The across-the-board worshipping of the late Stan Lee and the corresponding corporate Marvel-ization of mainstream motion picture fare cannot be separated. Deny it or not, but these two things have happened due to an outgrowth of mass infantilization and the increasing influence of fanboy culture, which has been happening since the explosion of wide-release, teenage-catering entertainments (Jaws, Star Wars) in the mid ’70s.
It is therefore allowable for Bill Maher to have written what he wrote this morning about the Stan Lee effect. Just shut up and take it. We’re supposed to be be okay with differing opinions in our country so act that way.
“The guy who created Spider-Man and the Hulk has died, and America is in mourning,” Maher wrote. “Deep, deep mourning for a man who inspired millions to, I don’t know, watch a movie, I guess.
“Someone on Reddit posted, ‘I’m so incredibly grateful I lived in a world that included Stan Lee.’ Personally, I’m grateful I lived in a world that included oxygen and trees, but to each his own. Now, I have nothing against comic books — I read them now and then when I was a kid and I was all out of Hardy Boys. But the assumption everyone had back then, both the adults and the kids, was that comics were for kids, and when you grew up you moved on to big-boy books without the pictures.
“But then twenty years or so ago, something happened — adults decided they didn’t have to give up kid stuff. And so they pretended comic books were actually sophisticated literature. And because America has over 4,500 colleges — which means we need more professors than we have smart people — some dumb people got to be professors by writing theses with titles like ‘Otherness and Heterodoxy in the Silver Surfer‘. And now when adults are forced to do grown-up things like buy auto insurance, they call it ‘adulting’ and act like it’s some giant struggle.

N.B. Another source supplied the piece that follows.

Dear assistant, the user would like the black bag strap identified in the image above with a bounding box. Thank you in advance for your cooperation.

“I’m not saying we’ve necessarily gotten stupider. The average Joe is smarter in a lot of ways than he was in, say, the 1940s, when a big night out was a Three Stooges short and a Carmen Miranda musical. The problem is, we’re using our smarts on stupid stuff. I don’t think it’s a huge stretch to suggest that Donald Trump could only get elected in a country that thinks comic books are important.”
HE context entry #1: Remember what Watchmen creator Alan Moore said nine years ago, to wit: “The average age of the audience now for comics, and this has been the case since the late 1980s, probably is late thirties to early fifties — which tends to support the idea that these things are not being bought by children. They’re being bought in many cases by hopeless nostalgics or, putting the worst construction on it, perhaps cases of arrested development who are not prepared to let their childhoods go, no matter how trite the adventures of their various heroes and idols.”